The soundtrack of the film album is composed by Fauzia Arshi and lyrics written by Shabbir Ahmed, Anis Ali Sabri, Ravi Chopra, poetry by Allama Iqbal, Amir Khusro and Krishan Bihari Noor.The music rights for the film are acquired by Zee Music Company.

- Track listing

| No. | Title | Lyrics | Music | Singer(s) | Length |
|---|---|---|---|---|---|
| 1. | "Baap Hona Paap" | Anis Ali Sabri | Fauzia Arshi | Mika Singh | 3:09 |
| 2. | "Dimaagh Ka Dahi" | Shabbir Ahmed | Fauzia Arshi | Kunal Ganjawala, Ritu Pathak | 4:04 |
| 3. | "Kabhi Toh Sun Ghaur Se" | Ravi Chopra | Fauzia Arshi | Fauzia Arshi | 4:30 |
| 4. | "Maula Maula" | Fauzia Arshi, Allama Iqbal, Amir Khusro & Krishan Bihari Noor | Fauzia Arshi | Kailash Kher, Fauzia Arshi | 6:49 |
| 5. | "Mashup" |  |  | Various Artists | 2:10 |
| Total length: |  |  |  |  | 20:02 |

== Production ==

=== Development ===
Producer –Director Fauzia Arshi makes her directorial debut with Hogaya Dimaagh Ka Dahi. It is produced by Santosh Bhartiya and Fauzia Arshi under the banner Daily Multimedia Limited.

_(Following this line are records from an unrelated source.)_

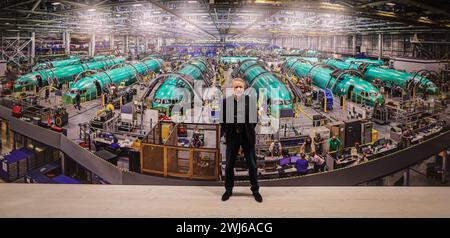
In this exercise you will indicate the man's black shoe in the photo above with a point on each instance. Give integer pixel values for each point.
(257, 196)
(226, 195)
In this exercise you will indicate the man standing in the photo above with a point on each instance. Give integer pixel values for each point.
(78, 101)
(238, 122)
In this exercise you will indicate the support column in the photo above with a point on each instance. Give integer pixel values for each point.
(125, 44)
(145, 44)
(444, 166)
(159, 43)
(334, 44)
(63, 164)
(320, 43)
(92, 45)
(380, 46)
(66, 42)
(136, 49)
(309, 42)
(354, 45)
(33, 47)
(111, 41)
(406, 177)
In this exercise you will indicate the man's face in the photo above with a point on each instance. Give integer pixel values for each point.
(238, 88)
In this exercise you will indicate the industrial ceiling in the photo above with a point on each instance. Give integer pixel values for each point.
(225, 20)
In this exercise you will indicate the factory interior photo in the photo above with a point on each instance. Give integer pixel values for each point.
(115, 108)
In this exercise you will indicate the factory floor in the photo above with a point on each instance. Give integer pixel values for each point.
(19, 200)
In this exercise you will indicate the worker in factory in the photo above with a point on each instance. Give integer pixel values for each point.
(238, 124)
(334, 145)
(306, 147)
(78, 101)
(275, 148)
(318, 143)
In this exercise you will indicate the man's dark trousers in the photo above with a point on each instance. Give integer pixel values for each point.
(233, 147)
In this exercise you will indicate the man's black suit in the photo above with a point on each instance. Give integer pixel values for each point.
(239, 133)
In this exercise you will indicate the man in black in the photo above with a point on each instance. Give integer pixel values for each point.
(238, 122)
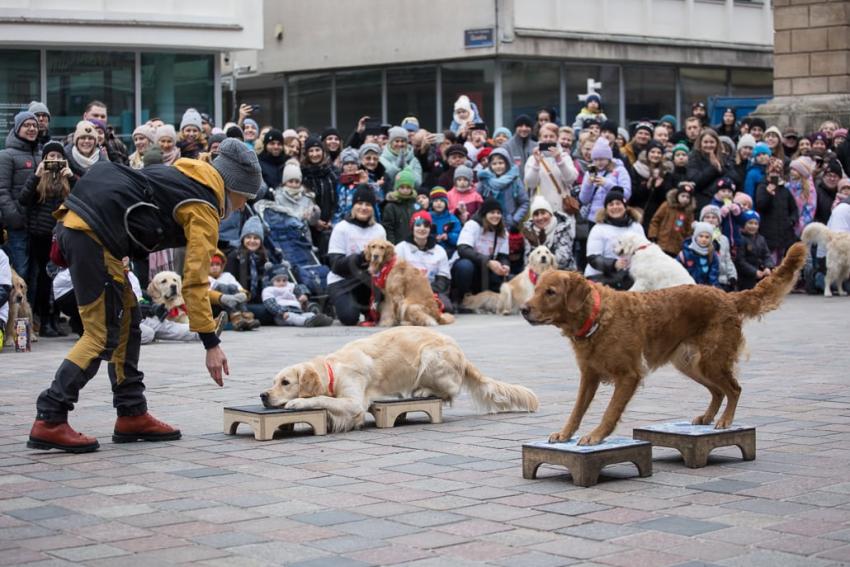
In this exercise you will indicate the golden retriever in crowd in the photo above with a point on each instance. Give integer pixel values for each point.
(619, 337)
(404, 361)
(408, 298)
(837, 245)
(19, 308)
(166, 288)
(514, 293)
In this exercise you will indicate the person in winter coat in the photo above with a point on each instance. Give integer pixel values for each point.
(481, 260)
(420, 249)
(43, 193)
(753, 261)
(501, 181)
(705, 165)
(553, 229)
(613, 221)
(592, 109)
(650, 180)
(320, 179)
(550, 173)
(779, 212)
(599, 179)
(521, 144)
(272, 159)
(727, 276)
(349, 283)
(672, 222)
(699, 256)
(400, 206)
(757, 169)
(446, 226)
(398, 155)
(17, 162)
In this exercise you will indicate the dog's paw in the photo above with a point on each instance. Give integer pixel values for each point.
(590, 439)
(559, 437)
(298, 403)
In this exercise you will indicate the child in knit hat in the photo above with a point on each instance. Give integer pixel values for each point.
(446, 226)
(287, 302)
(401, 204)
(728, 275)
(752, 260)
(700, 257)
(464, 198)
(671, 223)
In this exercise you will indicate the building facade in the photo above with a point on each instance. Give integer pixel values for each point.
(327, 62)
(143, 59)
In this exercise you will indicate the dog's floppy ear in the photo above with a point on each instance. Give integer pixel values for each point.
(153, 290)
(576, 292)
(309, 384)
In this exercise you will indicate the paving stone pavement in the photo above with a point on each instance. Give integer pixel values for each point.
(442, 494)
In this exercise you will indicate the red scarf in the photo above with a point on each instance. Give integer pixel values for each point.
(589, 326)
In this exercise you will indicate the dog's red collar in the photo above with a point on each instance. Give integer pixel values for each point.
(380, 279)
(330, 378)
(590, 324)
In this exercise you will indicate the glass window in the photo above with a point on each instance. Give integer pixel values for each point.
(577, 77)
(75, 78)
(173, 82)
(309, 101)
(752, 82)
(358, 94)
(700, 84)
(19, 85)
(413, 91)
(650, 92)
(473, 79)
(527, 86)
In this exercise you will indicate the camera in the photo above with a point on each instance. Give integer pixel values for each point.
(54, 164)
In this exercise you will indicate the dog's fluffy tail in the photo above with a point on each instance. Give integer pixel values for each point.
(492, 396)
(816, 233)
(770, 292)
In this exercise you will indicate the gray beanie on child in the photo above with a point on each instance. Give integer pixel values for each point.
(238, 167)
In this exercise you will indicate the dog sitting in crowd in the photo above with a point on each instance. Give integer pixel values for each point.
(166, 288)
(696, 328)
(837, 246)
(649, 266)
(514, 293)
(19, 308)
(407, 295)
(405, 362)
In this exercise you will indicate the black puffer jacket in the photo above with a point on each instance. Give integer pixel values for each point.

Since, it was a story written by herself, she decided to direct it without any second thoughts. She wrote the story and dialogues herself. Fauzia says, "the characters in the movie are created from her observation of people in her life. Such people exist in real life and I have grown up watching them."
Santosh Bhartiya (Editor-in-Chief of Chauthi Duniya) wrote its screenplay keeping in mind the intricacies of the current society where kids are spoilt and then lose touch with reality as they grow into adulthood.

=== Filming ===
Hogaya Dimaagh Ka Dahi is Fauzia Arshi's first directorial venture. The major part of the film is shot in Kandaghat, Chail, Shimla in Himachal Pradesh and SarkhejRoza, Ahmedabad in Gujarat.
Director was not satisfied with the already shotsufi song in the film ‘MaulaMaula’, she decided to go on floor once again. On 27 and 28 July, team Hogaya Dimaagh Ka Dahi shot the song under the able direction and choreography of Fauzia Arshi at SarkhejRoza in Ahmedabad with Shahbaz Khan.